Intravenous Toca 511 for Recurrent High-Grade Glioma
Data from the intravenous study (NCT01985256) were also presented. This study enrolled recurrent high-grade glioma patients who received pre-resection intravenous Toca 511 followed by intracavitary injection at resection and subsequent oral Toca FC. Following intravenous administration, the investigators demonstrated that cytosine deaminase protein was detectable and quantifiable in resected gliomas and that Toca 511 can infect and spread independently of T-cell infiltration in the tumor microenvironment.
Novel Small-Molecule Inhibitor of OLIG2
Data were presented on a small-molecule inhibitor, CT-179, which was shown to modulate the transcription of oligodendrocyte transcription factor (OLIG2) target genes and result in inhibition of cell growth, induction of apoptosis, and G2/M arrest of glioma stemlike cells in vitro.

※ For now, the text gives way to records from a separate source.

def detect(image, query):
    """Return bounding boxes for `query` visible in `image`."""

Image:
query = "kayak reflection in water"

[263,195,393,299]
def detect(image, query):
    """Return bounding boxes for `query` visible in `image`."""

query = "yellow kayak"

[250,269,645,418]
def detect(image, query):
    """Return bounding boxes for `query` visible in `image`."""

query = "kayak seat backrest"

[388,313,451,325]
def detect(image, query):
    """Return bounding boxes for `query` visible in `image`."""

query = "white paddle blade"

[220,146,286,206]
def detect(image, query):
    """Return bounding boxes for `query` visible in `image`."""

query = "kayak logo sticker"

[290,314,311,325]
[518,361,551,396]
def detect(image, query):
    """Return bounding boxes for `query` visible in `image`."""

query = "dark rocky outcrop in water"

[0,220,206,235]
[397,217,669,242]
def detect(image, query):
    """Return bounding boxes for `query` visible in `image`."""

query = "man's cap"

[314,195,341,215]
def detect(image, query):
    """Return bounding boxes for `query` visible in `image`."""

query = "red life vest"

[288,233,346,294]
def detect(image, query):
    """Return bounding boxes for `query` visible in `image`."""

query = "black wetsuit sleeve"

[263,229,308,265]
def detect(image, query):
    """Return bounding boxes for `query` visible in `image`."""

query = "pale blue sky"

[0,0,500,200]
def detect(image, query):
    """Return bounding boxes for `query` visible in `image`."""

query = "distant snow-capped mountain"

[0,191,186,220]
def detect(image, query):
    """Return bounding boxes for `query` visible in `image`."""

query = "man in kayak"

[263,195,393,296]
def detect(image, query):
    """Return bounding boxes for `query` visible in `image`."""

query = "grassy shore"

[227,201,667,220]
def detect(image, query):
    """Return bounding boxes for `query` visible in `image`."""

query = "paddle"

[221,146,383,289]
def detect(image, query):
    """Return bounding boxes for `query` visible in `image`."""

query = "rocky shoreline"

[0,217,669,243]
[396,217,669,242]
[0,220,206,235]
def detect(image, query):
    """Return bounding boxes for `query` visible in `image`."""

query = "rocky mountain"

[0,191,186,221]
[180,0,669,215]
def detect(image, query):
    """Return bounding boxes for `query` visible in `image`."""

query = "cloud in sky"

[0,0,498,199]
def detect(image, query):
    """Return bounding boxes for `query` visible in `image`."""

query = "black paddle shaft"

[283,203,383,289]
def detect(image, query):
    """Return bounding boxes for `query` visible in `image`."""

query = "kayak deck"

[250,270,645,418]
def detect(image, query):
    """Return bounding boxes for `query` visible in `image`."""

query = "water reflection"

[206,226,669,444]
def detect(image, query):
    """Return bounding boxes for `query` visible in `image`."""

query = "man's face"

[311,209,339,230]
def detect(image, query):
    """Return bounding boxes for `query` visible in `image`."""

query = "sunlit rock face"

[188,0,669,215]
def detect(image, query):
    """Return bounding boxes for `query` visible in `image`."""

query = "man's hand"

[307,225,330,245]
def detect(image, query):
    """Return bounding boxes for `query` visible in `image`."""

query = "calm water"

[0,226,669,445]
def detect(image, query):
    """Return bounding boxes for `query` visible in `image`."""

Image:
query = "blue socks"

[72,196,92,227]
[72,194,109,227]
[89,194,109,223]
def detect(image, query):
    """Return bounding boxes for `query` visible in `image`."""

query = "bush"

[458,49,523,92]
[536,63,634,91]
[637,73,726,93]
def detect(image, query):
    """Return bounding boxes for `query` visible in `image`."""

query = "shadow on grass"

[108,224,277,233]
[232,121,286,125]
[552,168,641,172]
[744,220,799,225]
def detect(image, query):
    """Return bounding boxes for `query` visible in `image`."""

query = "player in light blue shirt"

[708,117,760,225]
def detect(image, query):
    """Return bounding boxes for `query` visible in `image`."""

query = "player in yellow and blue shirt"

Volumetric Analysis of Postsurgical Residual Tumor in Patients on the RTOG 0825 Study
Volumetric analysis was presented of residual enhancing and non-enhancing tumor for patients in this randomized phase III study of bevacizumab for newly diagnosed glioblastoma. Discordance was noted between post-hoc volumetric assessment of complete resection and physician determination in the study. Smaller residual tumor volume following resection was associated with improved outcomes. Patients with greater residual T2/FLAIR volumes had poorer OS when treated with bevacizumab (HR 1.42, P = 0.02).
The 23rd Annual Scientific Meeting of the Society for Neuro-Oncology will be held in New Orleans, Louisiana, November 15-18, 2018.